Los hombres de las torres adyacentes, sin saber qué había sucedido, imaginaron que la muralla misma se había derrumbado y que los persas estaban entrando. Abandonaron sus puestos y corrieron colina abajo, hacia la ciudad; llegaron a la puerta que conduce al suburbio de Dafne, gritaron que habían visto a Butzes a lo lejos acercándose con un ejército de auxilio y que debían apresurarse a aunar fuerzas con él. Nadie creyó esta historia, pero inmediatamente los civiles intentaron huir en tropel de Antioquía, mientras aún había tiempo, pues la puerta de Dafne era la única que los persas no estaban atacando. Entonces, toda la fuerza de caballería se retiró de las fortificaciones y convergió al galope en esa puerta, pisoteando a los civiles y saltando sobre una barrera de muertos y moribundos. Pronto Antioquía quedó sin ninguna tropa, excepto unos pocos infantes regulares y la milicia de la ciudad. Los milicianos que habían sobrevivido al derrumbe del andamio abandonaron la muralla de Orocasias en cuanto advirtieron que los regulares ya no les protegían los flancos. Se reagruparon al pie de la colina, dispuestos a defender las calles. Los persas escalaron las murallas con escaleras y entraron sin dificultad.

Entonces los milicianos ofrecieron un animado despliegue de lucha callejera en la típica tradición del Hipódromo, con guijarros, espadines y porras. Los Azules atacaron con su grito de guerra «¡Abajo los Verdes!», y los Verdes con su grito de guerra «¡Abajo los Azules!», y los persas tuvieron que retroceder. Pero el rey Cosroes, apostado en una torre capturada, observó que era sólo un ejército de chapuceros, y envió un escuadrón de Inmortales calle arriba. La milicia se dispersó, y pronto empezó una matanza en la cual perecieron cantidades inmensas de personas de ambos sexos. Antioquía fue saqueada y, en la catedral, Cosroes encontró extraordinarias provisiones de oro y plata, suficientes para pagar dos veces toda la campaña. Como castigo por la lucha callejera, ordenó que se quemara toda la ciudad, a excepción de la catedral, pues dijo que no tenía pendencia alguna con el Patriarca. Hasta los suburbios fueron destruidos, y más intensamente que en el terreno de hacía tres años. Medio millón de personas quedó sin hogar ni alimentos. El rey congregó a cien mil de los más jóvenes y activos y los consoló así:

—Os llevaré a salvo conmigo hasta mi propio país, y os construiré una nueva ciudad en las márgenes del Éufrates, que sin duda es mejor río que vuestro Orontes. Tendréis baños y mercados y una biblioteca pública y un Hipódromo… ¡todo cuanto podríais desear!

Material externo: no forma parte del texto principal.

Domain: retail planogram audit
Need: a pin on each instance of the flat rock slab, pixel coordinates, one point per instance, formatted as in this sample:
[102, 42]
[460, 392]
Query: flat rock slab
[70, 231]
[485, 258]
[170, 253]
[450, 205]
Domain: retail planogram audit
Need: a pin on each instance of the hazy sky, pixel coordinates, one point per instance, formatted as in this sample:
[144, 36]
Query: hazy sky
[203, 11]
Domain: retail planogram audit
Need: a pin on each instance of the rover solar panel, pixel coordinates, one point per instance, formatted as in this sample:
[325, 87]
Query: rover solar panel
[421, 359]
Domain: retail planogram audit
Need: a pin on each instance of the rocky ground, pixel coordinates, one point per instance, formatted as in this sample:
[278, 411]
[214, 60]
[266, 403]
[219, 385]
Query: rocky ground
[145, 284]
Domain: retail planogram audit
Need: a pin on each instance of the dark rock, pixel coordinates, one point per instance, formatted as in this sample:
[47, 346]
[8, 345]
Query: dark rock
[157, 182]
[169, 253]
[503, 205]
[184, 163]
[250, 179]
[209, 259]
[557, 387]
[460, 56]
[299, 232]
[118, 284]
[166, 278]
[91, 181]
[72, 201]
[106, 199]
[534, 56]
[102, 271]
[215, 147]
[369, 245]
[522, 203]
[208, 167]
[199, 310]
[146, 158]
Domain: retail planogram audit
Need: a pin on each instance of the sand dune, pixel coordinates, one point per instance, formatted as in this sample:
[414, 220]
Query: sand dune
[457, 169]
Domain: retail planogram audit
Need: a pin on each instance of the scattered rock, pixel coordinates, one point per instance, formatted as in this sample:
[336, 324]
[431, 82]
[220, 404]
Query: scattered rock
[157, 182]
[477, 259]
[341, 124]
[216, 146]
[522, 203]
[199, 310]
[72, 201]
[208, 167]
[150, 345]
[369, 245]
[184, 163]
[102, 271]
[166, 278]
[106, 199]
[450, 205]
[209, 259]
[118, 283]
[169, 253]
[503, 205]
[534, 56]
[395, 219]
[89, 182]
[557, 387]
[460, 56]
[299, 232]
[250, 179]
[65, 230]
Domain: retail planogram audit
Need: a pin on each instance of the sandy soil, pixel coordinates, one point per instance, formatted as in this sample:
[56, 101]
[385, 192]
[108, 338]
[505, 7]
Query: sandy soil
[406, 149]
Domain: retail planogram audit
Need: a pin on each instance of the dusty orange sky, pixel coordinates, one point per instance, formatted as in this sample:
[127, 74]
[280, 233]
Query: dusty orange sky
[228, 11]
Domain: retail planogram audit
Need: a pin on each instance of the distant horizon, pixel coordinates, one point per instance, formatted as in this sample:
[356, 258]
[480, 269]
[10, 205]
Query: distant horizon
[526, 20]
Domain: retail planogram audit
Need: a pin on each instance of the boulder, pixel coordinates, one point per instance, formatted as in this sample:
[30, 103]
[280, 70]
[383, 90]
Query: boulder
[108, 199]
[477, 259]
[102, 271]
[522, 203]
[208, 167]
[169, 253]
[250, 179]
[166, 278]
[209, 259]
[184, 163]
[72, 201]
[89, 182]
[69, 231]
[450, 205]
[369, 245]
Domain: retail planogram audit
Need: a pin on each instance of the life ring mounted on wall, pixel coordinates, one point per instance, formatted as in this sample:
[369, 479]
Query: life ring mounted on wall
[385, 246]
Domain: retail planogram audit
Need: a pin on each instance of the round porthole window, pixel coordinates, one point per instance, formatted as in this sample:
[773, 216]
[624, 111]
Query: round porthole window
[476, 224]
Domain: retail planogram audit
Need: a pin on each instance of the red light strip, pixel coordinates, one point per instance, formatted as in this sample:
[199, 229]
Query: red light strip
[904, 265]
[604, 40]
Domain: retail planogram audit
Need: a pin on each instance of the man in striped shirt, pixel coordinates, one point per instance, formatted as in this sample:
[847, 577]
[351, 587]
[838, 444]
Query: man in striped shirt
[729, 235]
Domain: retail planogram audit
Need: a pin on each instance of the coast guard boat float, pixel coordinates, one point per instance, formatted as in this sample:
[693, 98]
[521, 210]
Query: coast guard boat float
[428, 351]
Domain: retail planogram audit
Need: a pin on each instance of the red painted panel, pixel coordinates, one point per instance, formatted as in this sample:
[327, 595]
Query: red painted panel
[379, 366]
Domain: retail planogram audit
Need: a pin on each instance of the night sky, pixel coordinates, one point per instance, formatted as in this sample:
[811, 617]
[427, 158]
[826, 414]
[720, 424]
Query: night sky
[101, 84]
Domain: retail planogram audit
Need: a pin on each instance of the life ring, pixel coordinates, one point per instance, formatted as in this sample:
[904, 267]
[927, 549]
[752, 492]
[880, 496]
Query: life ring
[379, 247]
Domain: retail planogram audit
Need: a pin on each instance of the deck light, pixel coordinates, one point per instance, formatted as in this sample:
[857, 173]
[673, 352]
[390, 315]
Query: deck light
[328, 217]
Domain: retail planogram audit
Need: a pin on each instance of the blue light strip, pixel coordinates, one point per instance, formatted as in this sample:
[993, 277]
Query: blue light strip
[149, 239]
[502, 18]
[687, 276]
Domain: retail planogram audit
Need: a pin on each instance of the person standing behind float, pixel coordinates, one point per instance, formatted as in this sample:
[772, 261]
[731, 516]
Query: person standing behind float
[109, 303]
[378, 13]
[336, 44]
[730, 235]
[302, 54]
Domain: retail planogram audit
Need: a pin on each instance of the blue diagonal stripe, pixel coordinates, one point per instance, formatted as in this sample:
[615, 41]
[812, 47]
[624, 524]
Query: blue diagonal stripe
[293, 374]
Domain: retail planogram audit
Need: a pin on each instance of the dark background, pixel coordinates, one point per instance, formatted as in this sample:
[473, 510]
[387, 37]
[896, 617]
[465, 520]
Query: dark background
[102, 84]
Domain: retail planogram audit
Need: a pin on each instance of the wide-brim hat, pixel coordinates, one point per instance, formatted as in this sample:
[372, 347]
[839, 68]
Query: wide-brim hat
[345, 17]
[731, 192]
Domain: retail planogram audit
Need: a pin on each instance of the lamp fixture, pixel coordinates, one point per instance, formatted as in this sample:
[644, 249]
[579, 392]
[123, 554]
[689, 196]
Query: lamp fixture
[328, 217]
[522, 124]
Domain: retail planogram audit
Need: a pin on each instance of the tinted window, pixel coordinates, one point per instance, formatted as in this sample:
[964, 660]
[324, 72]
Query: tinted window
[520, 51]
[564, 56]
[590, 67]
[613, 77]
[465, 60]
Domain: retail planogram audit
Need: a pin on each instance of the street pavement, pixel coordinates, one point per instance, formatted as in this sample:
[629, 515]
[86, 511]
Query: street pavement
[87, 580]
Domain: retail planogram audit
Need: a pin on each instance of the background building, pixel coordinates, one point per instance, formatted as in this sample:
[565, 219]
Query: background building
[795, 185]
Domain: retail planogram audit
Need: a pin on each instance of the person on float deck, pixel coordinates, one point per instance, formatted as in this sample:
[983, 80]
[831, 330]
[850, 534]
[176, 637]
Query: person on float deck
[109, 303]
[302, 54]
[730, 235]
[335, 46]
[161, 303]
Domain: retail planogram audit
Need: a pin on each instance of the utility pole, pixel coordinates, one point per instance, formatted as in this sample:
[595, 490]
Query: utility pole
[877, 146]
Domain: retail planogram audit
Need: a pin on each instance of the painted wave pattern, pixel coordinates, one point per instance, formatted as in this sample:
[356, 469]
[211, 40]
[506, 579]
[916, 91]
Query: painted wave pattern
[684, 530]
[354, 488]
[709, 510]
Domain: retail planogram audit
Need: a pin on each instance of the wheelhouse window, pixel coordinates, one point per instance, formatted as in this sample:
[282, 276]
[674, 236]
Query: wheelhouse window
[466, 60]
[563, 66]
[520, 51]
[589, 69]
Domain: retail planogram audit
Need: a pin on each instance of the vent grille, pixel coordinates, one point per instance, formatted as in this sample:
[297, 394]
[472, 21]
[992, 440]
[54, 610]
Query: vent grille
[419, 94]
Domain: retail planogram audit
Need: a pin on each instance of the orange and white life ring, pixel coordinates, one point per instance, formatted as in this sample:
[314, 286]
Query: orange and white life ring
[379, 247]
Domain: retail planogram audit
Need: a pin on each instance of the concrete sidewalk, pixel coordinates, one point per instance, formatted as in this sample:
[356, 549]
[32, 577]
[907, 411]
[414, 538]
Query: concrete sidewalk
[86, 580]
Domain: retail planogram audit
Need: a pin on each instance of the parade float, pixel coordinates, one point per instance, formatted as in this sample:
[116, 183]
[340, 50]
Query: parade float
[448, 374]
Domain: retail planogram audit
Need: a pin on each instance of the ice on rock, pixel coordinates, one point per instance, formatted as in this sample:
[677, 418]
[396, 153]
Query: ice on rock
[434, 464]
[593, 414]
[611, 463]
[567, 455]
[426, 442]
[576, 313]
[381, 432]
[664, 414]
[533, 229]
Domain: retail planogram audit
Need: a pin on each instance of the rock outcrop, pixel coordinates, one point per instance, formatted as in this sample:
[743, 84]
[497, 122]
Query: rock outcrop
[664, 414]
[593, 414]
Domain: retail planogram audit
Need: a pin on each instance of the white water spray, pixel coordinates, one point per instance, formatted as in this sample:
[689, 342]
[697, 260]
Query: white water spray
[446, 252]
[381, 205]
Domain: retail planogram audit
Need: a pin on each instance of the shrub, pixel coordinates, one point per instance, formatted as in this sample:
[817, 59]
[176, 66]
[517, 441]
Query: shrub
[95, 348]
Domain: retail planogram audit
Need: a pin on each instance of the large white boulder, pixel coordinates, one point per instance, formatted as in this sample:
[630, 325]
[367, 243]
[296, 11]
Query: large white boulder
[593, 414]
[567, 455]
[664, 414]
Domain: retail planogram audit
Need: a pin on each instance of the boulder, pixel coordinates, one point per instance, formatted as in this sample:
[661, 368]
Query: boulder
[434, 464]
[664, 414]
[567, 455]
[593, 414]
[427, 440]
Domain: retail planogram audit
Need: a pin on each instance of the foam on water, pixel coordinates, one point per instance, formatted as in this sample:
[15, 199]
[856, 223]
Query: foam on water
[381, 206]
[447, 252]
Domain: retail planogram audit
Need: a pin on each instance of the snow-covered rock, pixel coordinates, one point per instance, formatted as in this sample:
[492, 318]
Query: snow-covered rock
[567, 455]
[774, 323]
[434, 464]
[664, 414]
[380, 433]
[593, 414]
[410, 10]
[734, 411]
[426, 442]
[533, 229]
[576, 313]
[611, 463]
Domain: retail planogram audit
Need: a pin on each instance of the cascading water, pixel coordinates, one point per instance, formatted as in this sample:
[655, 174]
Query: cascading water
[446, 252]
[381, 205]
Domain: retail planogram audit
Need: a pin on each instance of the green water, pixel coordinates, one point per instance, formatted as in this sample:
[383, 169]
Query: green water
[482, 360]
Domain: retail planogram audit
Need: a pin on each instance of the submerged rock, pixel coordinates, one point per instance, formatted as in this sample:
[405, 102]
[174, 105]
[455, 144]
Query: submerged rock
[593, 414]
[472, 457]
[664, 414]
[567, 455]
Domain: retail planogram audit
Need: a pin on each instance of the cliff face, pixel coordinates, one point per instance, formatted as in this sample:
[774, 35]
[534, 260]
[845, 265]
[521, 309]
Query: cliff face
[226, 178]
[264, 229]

Luego marchó hacia Seleucia, el puerto de Antioquía, y se bañó en el mar, cumpliendo un voto que había hecho al Dios Sol; y luego siguió el Orantes hasta Apamea, donde nuevamente se enriqueció con tesoros eclesiásticos. Allí, la gente le abrió las puertas, de modo que no incendió la ciudad, e incluso le permitió conservar su posesión más inapreciable: media yarda de madera aserrada de la base de la Vera Cruz. El tiempo y la podredumbre habían vuelto fosforescente esta reliquia, de modo que brillaba en la oscuridad, lo cual se consideraba milagroso. Los sacerdotes la guardaban en un cofre de oro incrustado de gemas. Pero Cosroes se llevó el cofre.

Fue en Apamea donde ordenó una carrera de carros en su propio honor.

—Tened en cuenta —dijo— que el color Verde debe tener precedencia, pues el Emperador Justiniano y su Emperatriz, según me informan mis ministros, hace tiempo que hacen gala de un injusto favoritismo hacia el Azul.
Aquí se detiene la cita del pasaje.